Although a Democrat has not carried Texas since 1976, recent public and private polls suggest a highly competitive race, with some surveys showing Mr. Biden up narrowly and others showing Mr. Trump enjoying a small lead.
Yet even as leading figures in both parties urge their respective presidential nominees to take Texas seriously, the campaigns are still reluctant to spend precious remaining time and money there. Neither Mr. Trump nor Mr. Biden is expected to appear in the state before the election, the president has not spent a cent on television commercials, and until this week Mr. Biden had resisted advertising in Texas’ two largest markets, Houston and Dallas-Fort Worth.
Though the state isn’t essential to a Biden victory, Democrats have been more aggressive here. Mr. Biden is dispatching his running mate, Senator Kamala Harris, to Texas on Friday, and Democrats have also planned a multicity bus tour across the state. A pair of Democratic billionaires, Dustin Moskovitz and Michael R. Bloomberg, have separately poured money into the state at the 11th hour.

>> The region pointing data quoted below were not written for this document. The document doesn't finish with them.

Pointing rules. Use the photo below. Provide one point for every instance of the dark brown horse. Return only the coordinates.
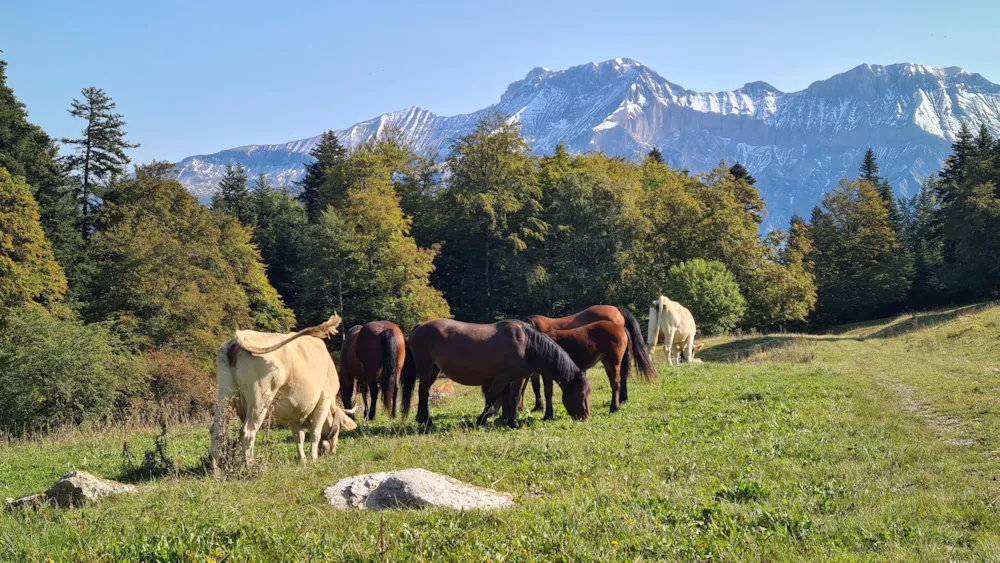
(496, 357)
(619, 316)
(369, 351)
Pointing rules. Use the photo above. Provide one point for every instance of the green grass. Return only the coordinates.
(876, 441)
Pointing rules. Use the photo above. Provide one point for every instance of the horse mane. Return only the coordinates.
(542, 351)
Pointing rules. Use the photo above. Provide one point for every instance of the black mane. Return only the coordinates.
(547, 356)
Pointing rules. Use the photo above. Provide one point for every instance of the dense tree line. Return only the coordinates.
(154, 280)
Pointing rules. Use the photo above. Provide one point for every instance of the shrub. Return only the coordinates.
(55, 371)
(177, 385)
(711, 293)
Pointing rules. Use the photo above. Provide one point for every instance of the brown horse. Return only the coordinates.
(619, 316)
(496, 357)
(369, 351)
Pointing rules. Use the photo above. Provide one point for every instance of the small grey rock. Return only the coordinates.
(73, 490)
(412, 488)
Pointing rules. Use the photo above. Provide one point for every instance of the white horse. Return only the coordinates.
(676, 324)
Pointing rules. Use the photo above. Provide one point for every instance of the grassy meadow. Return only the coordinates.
(875, 441)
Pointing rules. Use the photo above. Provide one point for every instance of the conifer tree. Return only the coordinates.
(179, 275)
(360, 261)
(100, 156)
(860, 268)
(741, 173)
(868, 170)
(327, 155)
(28, 269)
(25, 150)
(233, 196)
(655, 155)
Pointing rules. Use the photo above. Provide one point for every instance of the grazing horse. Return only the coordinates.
(675, 323)
(370, 351)
(496, 357)
(618, 316)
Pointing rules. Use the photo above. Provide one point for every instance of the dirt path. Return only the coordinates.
(949, 429)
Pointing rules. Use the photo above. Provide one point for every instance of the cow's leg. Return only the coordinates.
(256, 415)
(668, 345)
(549, 414)
(316, 422)
(611, 367)
(689, 348)
(299, 432)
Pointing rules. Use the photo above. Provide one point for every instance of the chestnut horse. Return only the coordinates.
(370, 351)
(496, 357)
(619, 316)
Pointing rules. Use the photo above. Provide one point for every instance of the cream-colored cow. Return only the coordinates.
(676, 324)
(289, 376)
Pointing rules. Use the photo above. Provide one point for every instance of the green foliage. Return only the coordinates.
(360, 261)
(176, 274)
(279, 227)
(489, 214)
(54, 371)
(28, 269)
(25, 150)
(327, 155)
(710, 292)
(969, 217)
(233, 197)
(100, 152)
(859, 264)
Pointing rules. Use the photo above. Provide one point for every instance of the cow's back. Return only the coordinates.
(291, 379)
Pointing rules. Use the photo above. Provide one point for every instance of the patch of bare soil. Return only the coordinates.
(950, 429)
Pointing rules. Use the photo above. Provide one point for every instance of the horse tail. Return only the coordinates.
(409, 379)
(389, 355)
(638, 351)
(548, 357)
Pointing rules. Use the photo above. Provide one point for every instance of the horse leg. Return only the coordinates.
(491, 409)
(426, 377)
(549, 415)
(510, 399)
(492, 392)
(373, 385)
(536, 386)
(614, 378)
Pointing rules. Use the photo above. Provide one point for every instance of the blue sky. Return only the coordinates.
(198, 77)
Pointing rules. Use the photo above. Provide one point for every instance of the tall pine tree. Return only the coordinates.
(233, 196)
(25, 150)
(100, 156)
(327, 155)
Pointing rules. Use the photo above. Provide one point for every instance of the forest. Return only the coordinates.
(115, 277)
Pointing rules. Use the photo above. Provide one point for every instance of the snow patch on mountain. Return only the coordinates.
(797, 144)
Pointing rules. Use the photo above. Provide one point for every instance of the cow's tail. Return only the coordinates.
(325, 330)
(409, 379)
(390, 351)
(637, 349)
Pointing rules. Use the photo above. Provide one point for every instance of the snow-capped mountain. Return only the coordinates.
(797, 144)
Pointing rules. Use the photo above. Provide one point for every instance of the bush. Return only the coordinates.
(711, 293)
(176, 385)
(55, 371)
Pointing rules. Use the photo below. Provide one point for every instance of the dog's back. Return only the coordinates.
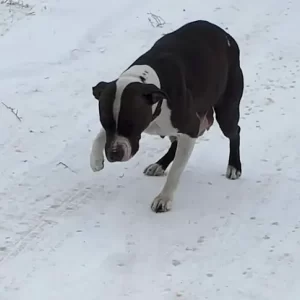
(198, 57)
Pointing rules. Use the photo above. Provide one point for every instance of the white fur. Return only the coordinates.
(163, 202)
(232, 173)
(97, 155)
(125, 144)
(154, 170)
(161, 125)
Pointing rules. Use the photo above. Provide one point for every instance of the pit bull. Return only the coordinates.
(174, 89)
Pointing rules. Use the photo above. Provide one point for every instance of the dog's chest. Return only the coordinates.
(162, 124)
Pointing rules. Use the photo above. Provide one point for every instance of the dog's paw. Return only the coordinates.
(233, 173)
(96, 163)
(154, 170)
(161, 203)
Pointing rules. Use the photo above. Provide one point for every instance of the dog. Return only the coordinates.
(186, 79)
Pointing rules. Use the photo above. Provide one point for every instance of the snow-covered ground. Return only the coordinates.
(69, 233)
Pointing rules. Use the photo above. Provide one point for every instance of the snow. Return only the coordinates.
(68, 233)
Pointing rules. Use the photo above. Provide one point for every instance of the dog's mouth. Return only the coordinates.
(120, 150)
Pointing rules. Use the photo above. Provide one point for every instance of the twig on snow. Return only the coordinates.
(156, 21)
(66, 166)
(17, 3)
(13, 110)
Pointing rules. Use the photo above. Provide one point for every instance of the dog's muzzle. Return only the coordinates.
(120, 150)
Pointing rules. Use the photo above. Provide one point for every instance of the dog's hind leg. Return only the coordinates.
(159, 168)
(228, 115)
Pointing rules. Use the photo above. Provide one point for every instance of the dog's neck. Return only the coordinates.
(143, 74)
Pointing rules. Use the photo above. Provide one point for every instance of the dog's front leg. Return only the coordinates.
(163, 202)
(97, 153)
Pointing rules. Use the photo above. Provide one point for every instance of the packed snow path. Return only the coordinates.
(68, 233)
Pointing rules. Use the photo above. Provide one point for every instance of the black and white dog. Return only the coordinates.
(173, 90)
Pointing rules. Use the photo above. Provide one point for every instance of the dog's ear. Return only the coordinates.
(152, 93)
(99, 88)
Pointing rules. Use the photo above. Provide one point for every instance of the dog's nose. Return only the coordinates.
(116, 154)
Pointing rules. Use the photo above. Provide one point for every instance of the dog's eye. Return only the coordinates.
(126, 127)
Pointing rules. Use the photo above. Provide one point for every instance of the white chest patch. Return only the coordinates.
(162, 124)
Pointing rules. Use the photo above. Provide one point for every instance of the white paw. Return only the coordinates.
(96, 163)
(233, 173)
(154, 170)
(161, 204)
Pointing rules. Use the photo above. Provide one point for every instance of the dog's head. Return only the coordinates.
(125, 110)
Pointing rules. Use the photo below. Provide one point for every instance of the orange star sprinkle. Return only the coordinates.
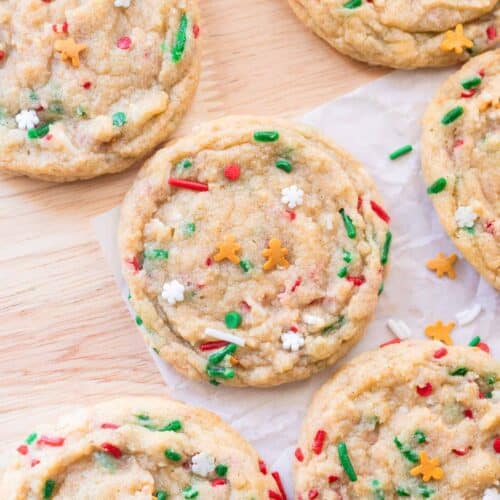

Senator John Cornyn, a Republican facing his own difficult race against M.J. Hegar, said Wednesday that “the thing that worries me the most” is the Democrats’ late spending, predicting that he would be “outspent by more than 2-to-1.”
The stakes here are, well, Texas-sized.
A Biden win would doom Mr. Trump’s chances for re-election. More significantly, it would herald the arrival of a formidable multiracial Democratic coalition in the country’s largest red state. That would hand the Democrats an electoral upper hand nationwide and all but block Republicans from the White House until they improve their fortunes with college-educated white voters, younger people and minorities.
It’s those demographics that are imperiling Mr. Trump in Texas.
Recent polls, soaring early vote participation in the state’s most populous counties, and more than 50 interviews with Texans in three pivotal regions point to an increasingly competitive race because of a spike in turnout by an electorate that is diverse, loathes the president and makes a mockery of his pistols-and-petroleum stereotype of the state.